The first step was prompt optimization, some class structure reorganization. After these steps, the model started to pass validation (at least each 5th try was a success).
The second step was to understand, that the Pydantic model was slightly incorrect, so Quiz and Question models were made: The Quiz consists of a list of Questions. This step made the model give quite good JSON-like output, but some phrases were still appearing, such as “Here is your quiz”, etc.
The third step was to discover, that the model used for generation is the Llama3:8b Chat model and by using Llama3:instruct no problems arose. The conclusion is to research the tasks for which the model was created.

Team coordination #

Do not permit workarounds or quick fixes that involve commenting out problematic code. Instead, require proper error resolution when issues arise during integration, as temporarily addressing errors through ‘comment-out fixes’ can create unintended bugs, particularly if these ‘fixes’ are committed to the main repository (e.g., GitHub).

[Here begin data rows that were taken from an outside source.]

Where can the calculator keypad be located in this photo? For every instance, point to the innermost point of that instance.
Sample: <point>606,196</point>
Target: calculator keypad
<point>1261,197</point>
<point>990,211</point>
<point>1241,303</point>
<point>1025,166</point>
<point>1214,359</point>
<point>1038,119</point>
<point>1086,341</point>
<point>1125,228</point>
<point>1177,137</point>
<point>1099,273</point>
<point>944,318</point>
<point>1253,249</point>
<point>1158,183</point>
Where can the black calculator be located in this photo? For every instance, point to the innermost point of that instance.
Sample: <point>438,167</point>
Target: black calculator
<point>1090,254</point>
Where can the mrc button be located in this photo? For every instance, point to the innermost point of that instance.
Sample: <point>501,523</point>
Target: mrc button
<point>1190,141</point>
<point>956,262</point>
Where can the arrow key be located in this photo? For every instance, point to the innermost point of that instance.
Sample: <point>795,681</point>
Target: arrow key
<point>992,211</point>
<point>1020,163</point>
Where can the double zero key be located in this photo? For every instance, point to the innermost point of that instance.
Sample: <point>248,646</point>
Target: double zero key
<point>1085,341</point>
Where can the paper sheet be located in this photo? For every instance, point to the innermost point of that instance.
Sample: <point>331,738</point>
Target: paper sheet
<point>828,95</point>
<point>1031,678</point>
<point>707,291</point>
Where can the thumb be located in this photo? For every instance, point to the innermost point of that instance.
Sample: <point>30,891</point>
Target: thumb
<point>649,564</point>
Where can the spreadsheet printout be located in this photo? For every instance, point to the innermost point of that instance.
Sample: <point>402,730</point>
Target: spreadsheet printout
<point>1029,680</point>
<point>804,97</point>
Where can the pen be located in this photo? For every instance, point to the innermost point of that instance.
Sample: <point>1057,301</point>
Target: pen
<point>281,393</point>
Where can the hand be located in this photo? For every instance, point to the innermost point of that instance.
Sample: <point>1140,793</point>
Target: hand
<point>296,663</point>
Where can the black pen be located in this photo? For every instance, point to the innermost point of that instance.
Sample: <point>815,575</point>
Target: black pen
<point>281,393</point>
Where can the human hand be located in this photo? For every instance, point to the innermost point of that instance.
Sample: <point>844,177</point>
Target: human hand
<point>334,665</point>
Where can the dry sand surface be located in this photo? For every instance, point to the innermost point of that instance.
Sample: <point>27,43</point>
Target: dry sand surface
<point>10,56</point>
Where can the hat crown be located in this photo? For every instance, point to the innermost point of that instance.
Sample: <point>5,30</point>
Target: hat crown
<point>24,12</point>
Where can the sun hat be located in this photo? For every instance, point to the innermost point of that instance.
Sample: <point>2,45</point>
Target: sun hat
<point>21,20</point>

Conclusions & Next Steps #

Conclusions #

This week was crucial for our team especially, for the prototype development. We were focused on setting up basic features like working with models, namely quiz generation and model output behavior understanding and parsing. We are planning to facilitate the working process of these functions, also more focus on the frontend side that would be beneficial for us.

Next Steps #

Design and build an asynchronous way to use Quiz Generation, since users most of the time do not need all questions at once, so we could deliver questions one by one as they generate. For this, we need to change the Django Backend structure and ML model calling design
- By doing this, we could lower the initial waiting time for users to get the first question
- Time for generating all quizzes stays the same, but it is distributed among users more-or-less evenly
- The code logic complexity increases, so the better way is to plan these features ahead
Continue the work on frontend
- Implement other POST requests reception and sending.
- Continue the never-ending work on improving the UI and UX.
- Finalize all the necessary windows, pages and pop-ups.